Off the Dodsworths sail to Europe. They have barely waved goodbye to New York when Fran befriends her first suitor. Through it all Sam endures. Paul Lukas, David Niven, Gregory Gaye — he abides Fran’s suitors, as he tolerates her escalating insults. Here’s the introduction of David Niven.

Fran leads men on, then is shocked when they make advances — she’s really not very good at this game. And she doesn’t get better; she has a knack for falling “in love” with any Count of No Account who crosses her path. But Sam is no wimp. When he snaps, he is firm and manly and smart all at once.

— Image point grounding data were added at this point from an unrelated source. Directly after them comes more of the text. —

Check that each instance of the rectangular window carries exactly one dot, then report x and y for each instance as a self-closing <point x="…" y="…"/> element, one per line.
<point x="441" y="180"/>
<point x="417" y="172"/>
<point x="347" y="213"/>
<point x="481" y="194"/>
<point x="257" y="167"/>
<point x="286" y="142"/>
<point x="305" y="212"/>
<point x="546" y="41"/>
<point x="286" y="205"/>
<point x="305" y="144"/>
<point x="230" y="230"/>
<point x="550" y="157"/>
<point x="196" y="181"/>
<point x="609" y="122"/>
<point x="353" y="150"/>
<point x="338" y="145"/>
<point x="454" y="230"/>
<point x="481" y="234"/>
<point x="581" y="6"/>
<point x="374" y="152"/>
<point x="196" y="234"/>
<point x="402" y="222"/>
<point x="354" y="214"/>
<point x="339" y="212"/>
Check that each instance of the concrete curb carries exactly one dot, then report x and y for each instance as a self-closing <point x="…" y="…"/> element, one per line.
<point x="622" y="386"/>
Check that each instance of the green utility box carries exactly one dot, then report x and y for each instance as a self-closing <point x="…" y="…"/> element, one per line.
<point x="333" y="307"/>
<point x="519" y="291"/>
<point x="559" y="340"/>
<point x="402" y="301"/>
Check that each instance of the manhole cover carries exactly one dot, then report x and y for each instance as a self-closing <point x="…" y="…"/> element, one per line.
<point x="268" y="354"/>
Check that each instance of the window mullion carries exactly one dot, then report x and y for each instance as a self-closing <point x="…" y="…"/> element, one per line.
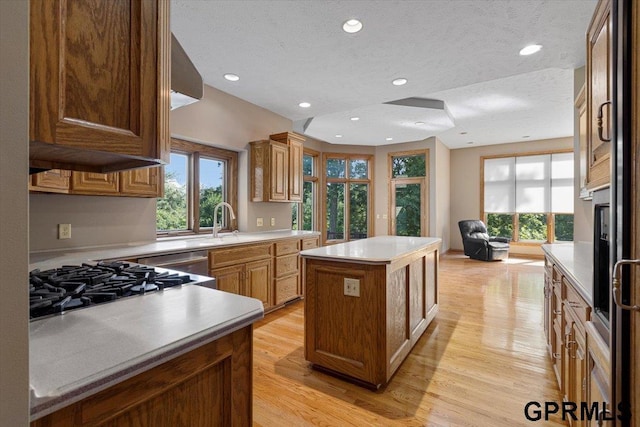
<point x="195" y="192"/>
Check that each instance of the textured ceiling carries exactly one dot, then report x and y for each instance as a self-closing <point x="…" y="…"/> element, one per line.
<point x="463" y="52"/>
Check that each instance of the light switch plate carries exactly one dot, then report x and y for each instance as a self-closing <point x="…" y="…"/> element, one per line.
<point x="352" y="287"/>
<point x="64" y="231"/>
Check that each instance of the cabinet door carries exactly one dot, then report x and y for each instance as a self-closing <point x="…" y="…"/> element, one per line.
<point x="99" y="81"/>
<point x="599" y="64"/>
<point x="94" y="183"/>
<point x="259" y="282"/>
<point x="229" y="279"/>
<point x="279" y="172"/>
<point x="295" y="170"/>
<point x="140" y="182"/>
<point x="51" y="181"/>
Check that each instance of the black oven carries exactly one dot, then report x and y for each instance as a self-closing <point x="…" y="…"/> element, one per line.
<point x="601" y="262"/>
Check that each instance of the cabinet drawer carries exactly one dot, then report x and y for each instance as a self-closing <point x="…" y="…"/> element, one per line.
<point x="576" y="304"/>
<point x="286" y="247"/>
<point x="309" y="243"/>
<point x="286" y="265"/>
<point x="238" y="254"/>
<point x="286" y="289"/>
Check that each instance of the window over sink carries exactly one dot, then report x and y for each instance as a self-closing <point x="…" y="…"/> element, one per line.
<point x="197" y="178"/>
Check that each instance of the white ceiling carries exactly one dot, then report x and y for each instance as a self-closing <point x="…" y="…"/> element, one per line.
<point x="463" y="52"/>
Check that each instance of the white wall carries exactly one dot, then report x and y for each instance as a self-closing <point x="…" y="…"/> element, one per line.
<point x="14" y="251"/>
<point x="95" y="220"/>
<point x="466" y="181"/>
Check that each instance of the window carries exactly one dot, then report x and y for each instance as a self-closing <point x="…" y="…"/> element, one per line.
<point x="197" y="178"/>
<point x="303" y="215"/>
<point x="529" y="198"/>
<point x="347" y="196"/>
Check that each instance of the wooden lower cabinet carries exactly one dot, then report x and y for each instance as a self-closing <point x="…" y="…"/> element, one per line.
<point x="581" y="356"/>
<point x="208" y="386"/>
<point x="258" y="281"/>
<point x="598" y="374"/>
<point x="269" y="272"/>
<point x="244" y="270"/>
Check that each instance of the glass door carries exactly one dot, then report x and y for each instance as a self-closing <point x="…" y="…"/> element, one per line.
<point x="408" y="212"/>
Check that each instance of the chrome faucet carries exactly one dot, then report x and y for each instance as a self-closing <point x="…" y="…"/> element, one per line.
<point x="217" y="228"/>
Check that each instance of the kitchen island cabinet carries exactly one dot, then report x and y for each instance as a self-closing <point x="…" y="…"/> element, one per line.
<point x="367" y="303"/>
<point x="178" y="357"/>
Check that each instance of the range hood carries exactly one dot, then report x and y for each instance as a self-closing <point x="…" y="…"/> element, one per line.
<point x="186" y="81"/>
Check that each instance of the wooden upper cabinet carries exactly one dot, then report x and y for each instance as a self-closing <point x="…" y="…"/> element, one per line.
<point x="51" y="181"/>
<point x="269" y="171"/>
<point x="99" y="84"/>
<point x="90" y="183"/>
<point x="599" y="93"/>
<point x="296" y="151"/>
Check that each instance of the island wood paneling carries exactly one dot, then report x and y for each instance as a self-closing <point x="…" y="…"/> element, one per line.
<point x="367" y="337"/>
<point x="209" y="386"/>
<point x="479" y="362"/>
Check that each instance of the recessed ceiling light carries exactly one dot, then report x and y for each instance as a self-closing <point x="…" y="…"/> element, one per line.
<point x="530" y="50"/>
<point x="352" y="26"/>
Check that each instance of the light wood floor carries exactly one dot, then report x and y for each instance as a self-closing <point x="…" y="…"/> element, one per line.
<point x="478" y="364"/>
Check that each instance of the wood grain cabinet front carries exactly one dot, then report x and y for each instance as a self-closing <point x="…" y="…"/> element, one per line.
<point x="99" y="84"/>
<point x="244" y="270"/>
<point x="276" y="168"/>
<point x="599" y="95"/>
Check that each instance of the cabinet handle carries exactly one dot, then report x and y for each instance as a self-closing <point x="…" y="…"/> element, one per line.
<point x="601" y="415"/>
<point x="600" y="130"/>
<point x="617" y="285"/>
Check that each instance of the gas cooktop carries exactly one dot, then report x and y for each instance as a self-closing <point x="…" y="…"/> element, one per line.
<point x="72" y="287"/>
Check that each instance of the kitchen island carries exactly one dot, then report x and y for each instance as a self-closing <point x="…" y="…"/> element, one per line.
<point x="367" y="303"/>
<point x="182" y="356"/>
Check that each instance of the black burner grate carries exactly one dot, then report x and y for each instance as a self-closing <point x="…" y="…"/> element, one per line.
<point x="75" y="286"/>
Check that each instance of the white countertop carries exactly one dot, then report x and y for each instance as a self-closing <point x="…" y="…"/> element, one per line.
<point x="374" y="250"/>
<point x="53" y="259"/>
<point x="81" y="352"/>
<point x="575" y="260"/>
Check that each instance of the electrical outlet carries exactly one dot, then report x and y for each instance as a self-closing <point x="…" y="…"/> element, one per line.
<point x="64" y="231"/>
<point x="352" y="287"/>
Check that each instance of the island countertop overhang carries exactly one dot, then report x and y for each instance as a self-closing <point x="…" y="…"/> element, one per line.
<point x="373" y="250"/>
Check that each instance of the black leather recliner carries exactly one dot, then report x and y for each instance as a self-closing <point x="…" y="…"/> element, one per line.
<point x="477" y="243"/>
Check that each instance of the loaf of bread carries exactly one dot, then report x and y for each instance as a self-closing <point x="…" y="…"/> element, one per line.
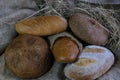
<point x="65" y="47"/>
<point x="88" y="29"/>
<point x="93" y="62"/>
<point x="42" y="25"/>
<point x="28" y="56"/>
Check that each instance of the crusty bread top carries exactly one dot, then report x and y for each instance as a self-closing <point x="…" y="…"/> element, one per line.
<point x="54" y="37"/>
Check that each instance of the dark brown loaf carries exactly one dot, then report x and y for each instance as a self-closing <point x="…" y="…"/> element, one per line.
<point x="28" y="56"/>
<point x="88" y="29"/>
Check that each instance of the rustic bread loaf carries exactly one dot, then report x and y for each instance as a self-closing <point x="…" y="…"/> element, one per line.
<point x="88" y="29"/>
<point x="65" y="47"/>
<point x="42" y="25"/>
<point x="28" y="56"/>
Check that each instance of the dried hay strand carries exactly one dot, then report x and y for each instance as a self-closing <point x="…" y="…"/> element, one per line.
<point x="110" y="18"/>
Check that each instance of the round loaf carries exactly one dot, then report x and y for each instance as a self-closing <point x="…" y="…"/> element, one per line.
<point x="88" y="29"/>
<point x="93" y="62"/>
<point x="28" y="56"/>
<point x="42" y="25"/>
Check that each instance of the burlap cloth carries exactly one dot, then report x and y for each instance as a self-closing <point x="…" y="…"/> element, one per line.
<point x="10" y="12"/>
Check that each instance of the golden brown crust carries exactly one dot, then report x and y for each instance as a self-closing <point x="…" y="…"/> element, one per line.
<point x="65" y="49"/>
<point x="42" y="26"/>
<point x="28" y="56"/>
<point x="88" y="29"/>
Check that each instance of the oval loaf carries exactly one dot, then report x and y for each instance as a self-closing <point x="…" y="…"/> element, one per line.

There’s a confrontation scene in a Paris hotel room. Watch it closely. Sam. Fran. A lover. The oldest, saddest triangle. It could have been shot to reflect the tension. Instead, Wyler’s camera circles the threesome. It’s dazzling filmmaking.

But then, every element of the film dazzles. Especially the acting. These are complicated, sophisticated roles — the characters aren’t cardboard saints and demons, but conflicted, well-meaning people who remind us of ourselves (or, at least, People We Know). Every actor, even the young and callow, suggests a complexity we rarely see in movies today. And Sam Dodsworth’s speech at the breaking point — “ Love has to stop short of suicide” — strikes just the right note of determination and poignancy.

How does a film about the end of a marriage have a happy ending that is also grounded in realism? Credit great writing. And credit also Mary Astor, an American widow living in Italy.

It’s the rare film that, as the credits roll, makes you feel smarter. “Dodsworth” is one. Which is why it is, now and forever, on my ten best list.

BONUS VIDEOS

As a director, he was famed for multiple takes (as many as 40) and unhelpful directions (“Again. Better.”) Here actors discuss this. Very amusing.

And here’s one great story:

“He had a quality I’ve never seen in anybody else in life,” Lillian Hellman said. “He totally forgot his good deeds. If he loaned people money, he didn’t remember that. During the McCarthy period, when he heard Hammett had gone to jail, he phoned and asked if it were true. I said ‘Yes,’ and he said he’d call back in an hour. He called back and said he’d just put a large sum of money in the bank – something like $35,000 – in my name. He said, ‘There will always be that sum of money in the bank – it’ll go in every six months and it will always be there. I have a lot of money and I want to do this. I like Dash and I love you.’ I never used much of it, and in time I returned it. Then recently we were having dinner, and I reminded him of it, and he said he didn’t remember ever doing it at all.”